The invention has proposed multipurpose language data storage method with the aim at making machine translation, text storage and processing better. This method includes the following steps: + Creating data structure, dividing data areas to store components including part of speech, vocabulary, general grammar, synonyms and expansion; word, phrase, sentence, character... are stored by a value. It can be understood that this invention stores data according to object (language unit) but not character at present. Synonyms may be represented by a common value. For all languages, a language unit (word, phrase, sentence...) will have only one value. + Converting plain text into data form included in the invention. It is necessary to determine input language, part of speech, grammar, vocabulary... to convert it into data corresponding to 8 first bytes of data areas used to determine which language to be stored. + Converting data of the invention into text or other forms such as sounds, images and signs...The first steps is to see whether the language to be stored, the language to make data and the result language are identical. In case of two languages, it is required to assign values of Synonyms and Expansion again in default. After that, data is taken simply by converting stored data of the invention into values in the memory including result data.

Description

METHOD OF DATA STORAGEAND LANGUAGE CONVERSION
Mentioned technique field
Method of data storage and language conversion is applied in techniques of machine translation, IT-based text storage and search
Technical condition of the invention
Text has currently been stored by storing value corresponding with its letter in code character code. It means that storage is based on the character code. Unicode has widely been used but it also includes various kinds. For example in Vietnamese language, Unicode includes decomposed Unicode and composed Unicode. Independence of code is very useful to search information and do machine translation.

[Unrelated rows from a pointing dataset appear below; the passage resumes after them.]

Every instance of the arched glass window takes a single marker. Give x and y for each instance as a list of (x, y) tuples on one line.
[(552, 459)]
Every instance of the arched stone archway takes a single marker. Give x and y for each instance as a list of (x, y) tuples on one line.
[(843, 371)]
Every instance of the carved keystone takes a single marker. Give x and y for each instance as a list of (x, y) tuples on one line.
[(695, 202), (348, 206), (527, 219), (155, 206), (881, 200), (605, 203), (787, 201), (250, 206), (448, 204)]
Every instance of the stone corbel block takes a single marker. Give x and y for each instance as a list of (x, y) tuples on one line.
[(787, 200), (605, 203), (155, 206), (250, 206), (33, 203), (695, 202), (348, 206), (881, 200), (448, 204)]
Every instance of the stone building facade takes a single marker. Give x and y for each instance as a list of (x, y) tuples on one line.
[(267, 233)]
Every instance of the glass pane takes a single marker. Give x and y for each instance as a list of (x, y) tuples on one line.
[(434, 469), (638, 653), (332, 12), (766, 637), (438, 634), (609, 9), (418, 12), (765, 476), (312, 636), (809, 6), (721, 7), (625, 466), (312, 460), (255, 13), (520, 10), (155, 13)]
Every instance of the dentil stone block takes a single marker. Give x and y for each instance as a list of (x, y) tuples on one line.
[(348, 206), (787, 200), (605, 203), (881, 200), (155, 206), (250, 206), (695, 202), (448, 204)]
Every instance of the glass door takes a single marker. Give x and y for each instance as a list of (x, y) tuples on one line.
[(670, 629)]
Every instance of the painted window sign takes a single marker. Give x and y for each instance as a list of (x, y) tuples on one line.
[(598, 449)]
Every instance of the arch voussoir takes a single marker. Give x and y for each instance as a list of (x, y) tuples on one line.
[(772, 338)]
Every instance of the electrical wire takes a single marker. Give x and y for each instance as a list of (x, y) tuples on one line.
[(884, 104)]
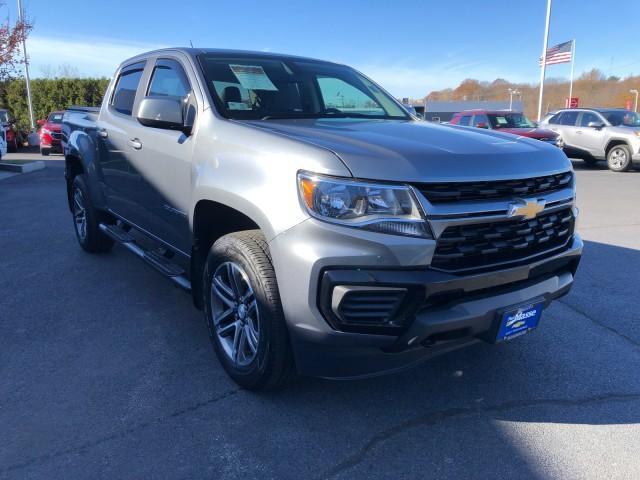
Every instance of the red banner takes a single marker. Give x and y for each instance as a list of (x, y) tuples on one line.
[(572, 102)]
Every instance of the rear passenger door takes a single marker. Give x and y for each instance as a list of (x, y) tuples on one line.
[(113, 126), (591, 139), (567, 127), (161, 161)]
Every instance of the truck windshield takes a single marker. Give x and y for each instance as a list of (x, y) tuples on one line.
[(510, 120), (625, 118), (262, 87)]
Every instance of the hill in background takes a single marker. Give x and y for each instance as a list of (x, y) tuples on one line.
[(593, 88)]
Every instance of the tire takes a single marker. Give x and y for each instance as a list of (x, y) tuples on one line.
[(261, 357), (619, 158), (86, 219)]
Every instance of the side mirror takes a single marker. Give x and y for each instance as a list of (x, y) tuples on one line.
[(162, 112)]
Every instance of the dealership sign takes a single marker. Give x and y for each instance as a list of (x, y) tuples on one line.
[(572, 102)]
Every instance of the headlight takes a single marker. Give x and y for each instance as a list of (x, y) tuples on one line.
[(381, 208)]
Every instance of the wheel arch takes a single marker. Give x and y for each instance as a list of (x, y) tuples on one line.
[(615, 142), (212, 220)]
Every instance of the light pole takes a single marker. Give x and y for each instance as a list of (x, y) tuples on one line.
[(635, 104), (512, 92)]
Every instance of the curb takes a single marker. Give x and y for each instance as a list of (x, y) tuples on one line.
[(22, 167)]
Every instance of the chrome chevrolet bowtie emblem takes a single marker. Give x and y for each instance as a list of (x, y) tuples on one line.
[(526, 208)]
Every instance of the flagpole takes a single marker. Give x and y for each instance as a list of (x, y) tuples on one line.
[(573, 59), (544, 59), (26, 67)]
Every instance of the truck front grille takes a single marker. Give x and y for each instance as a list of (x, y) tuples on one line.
[(481, 245), (457, 191)]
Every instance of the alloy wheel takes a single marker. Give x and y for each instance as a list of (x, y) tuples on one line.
[(235, 313), (618, 158), (80, 214)]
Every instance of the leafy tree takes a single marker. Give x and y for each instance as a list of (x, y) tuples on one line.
[(11, 38)]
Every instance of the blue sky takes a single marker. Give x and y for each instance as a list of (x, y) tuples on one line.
[(409, 46)]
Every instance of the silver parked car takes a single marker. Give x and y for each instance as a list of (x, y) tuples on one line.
[(598, 134), (321, 228)]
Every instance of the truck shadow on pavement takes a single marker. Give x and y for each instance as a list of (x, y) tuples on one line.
[(464, 410)]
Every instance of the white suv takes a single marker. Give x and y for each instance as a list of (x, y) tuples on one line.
[(598, 134)]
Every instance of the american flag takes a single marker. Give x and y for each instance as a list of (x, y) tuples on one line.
[(560, 53)]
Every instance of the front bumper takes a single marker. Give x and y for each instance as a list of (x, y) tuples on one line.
[(454, 311)]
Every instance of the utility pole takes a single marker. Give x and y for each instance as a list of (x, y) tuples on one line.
[(26, 67), (512, 92), (544, 59)]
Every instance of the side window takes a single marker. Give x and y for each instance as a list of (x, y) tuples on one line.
[(125, 92), (589, 117), (481, 120), (555, 120), (340, 95), (169, 80), (569, 118)]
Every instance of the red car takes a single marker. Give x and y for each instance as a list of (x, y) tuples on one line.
[(51, 134), (505, 121)]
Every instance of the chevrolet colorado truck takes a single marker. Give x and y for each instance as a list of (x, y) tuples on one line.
[(322, 229)]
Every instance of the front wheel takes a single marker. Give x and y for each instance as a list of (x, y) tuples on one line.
[(243, 312), (619, 158)]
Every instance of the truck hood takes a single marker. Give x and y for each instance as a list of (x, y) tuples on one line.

To store a word (a unit of language), we shall use a set of values corresponding with values included in the code. The set of these values has indefinite length and it usually takes more than 4 bytes to store.
During text search (information), speed and quality of search depends on length of the text to be searched, the size of the database and the type of data encoding. If there is any method to reduce database size and make data independent with the code, quality of text search will be better than the present.
There are three methods of machine translation including: Statistical machine translation (mainly current method), Example-based machine translation and Rule- based machine translation. Despite of different translation technique, translation quality is affected by number of synonyms. With current storage method, the synonyms have no relationship with each other, they are considered as independent cases during translation. For example, to indicate a species of soybean, there are three ways of spelling including "dau tuomg", "do tuong" and "dau nanh" in Vietnamese and two ways of spelling including "soya' and "soya bean" in English. It requires 6 (3*2) cases to completely scan two those data domains. The part of speech and vocabulary cannot be simultaneously stored with the current storage method, so it takes more steps to determine the part of speech.
With current storage method, the result obtained from storage of a unit of language will vary depending on different languages. As an example of above species of soybean, the storage result of "dau tuong" and "soya" is different although both of them indicate a specific thing.
Technical nature of the invention
The invention aims at providing a data storage method used for all languages
l (mostly text, it can be extended to other types of information), this method makes storage, information search and machine translation more efficient. To achieve this purpose the invention provides a way to store vocabulary (language unit) and the grammatical characteristics of natural language in variables with the length of 4 bytes. That is, each language unit corresponds to a value of variable with the length of 4 bytes. That variable is divided into different sections for grammar, vocabulary separately and for all languages in common, and section for each specific language.
This method includes three steps:
+ Creating data structures (division of data areas)
+ Converting plain text or other forms of information in the form of data specified in the invention
-l-Converting the data specified in the invention into text or other formats.
Brief description of the drawings
Figure 1 in the document explain the data structure used in the invention.
Detailed descriptionof the invention
Step 1 -.Setting up data structure, separating areas within data domain of 32 bit in order to simultaneously store vocabulary and par of speech (grammar). Data stored in the form of above structure is called DLSC. Used parts of speech are nouns, verbs, adjectives, adverbs, conjunctions, prepositions, pronouns, interjections, articles, special characters and parts of speech (to determine elements such as phrases and sentences).
Each value of DLSC may correspond with a word, a phrase or even a complete sentence of natural language.
Database includes two types of values with basic length of 04 bytes (4 byte - 32 bit = 232 value that can be extended to 64 bits or more)
- Data of type 1 : divided into 2 parts including Content(21 bits)+Grammar (1 lbits) The content includes 2 sub-parts including Partof speech(5bits)and Value(16 bits). The grammar includes three sub-parts including General grammar, Synonyms and Expansion.
General grammar: storing grammatical information of most general language unit of all languages
Synonyms: used to distinguish all synonyms. This is a way of giving all
synonyms to the only form. Number of supported synonyms may vary depending on change in Part of speech and Expansion.
Expansion: used to add grammatical elements to each specific language - Data of type 2: divided into 2 parts including Content (21 bits) + Additional informationa l bits).
The content includes 2 sub-parts including Part of speech (5bits)and Value (16bits) Additional information: used for storage and may be used to support translation The element of Content in both above types has the same value and corresponds with a unit of natural language (value of this element will be constant for different natural languages. It acts a connection bridge among languages and between two types of data included in the database). Data of type 2 may be expanded to 64 bits, 128 bits or more (variables) because it is necessary to store much information during translation. However, 21 first bits of this data area shall be identical to 21 first bits of data of type 1.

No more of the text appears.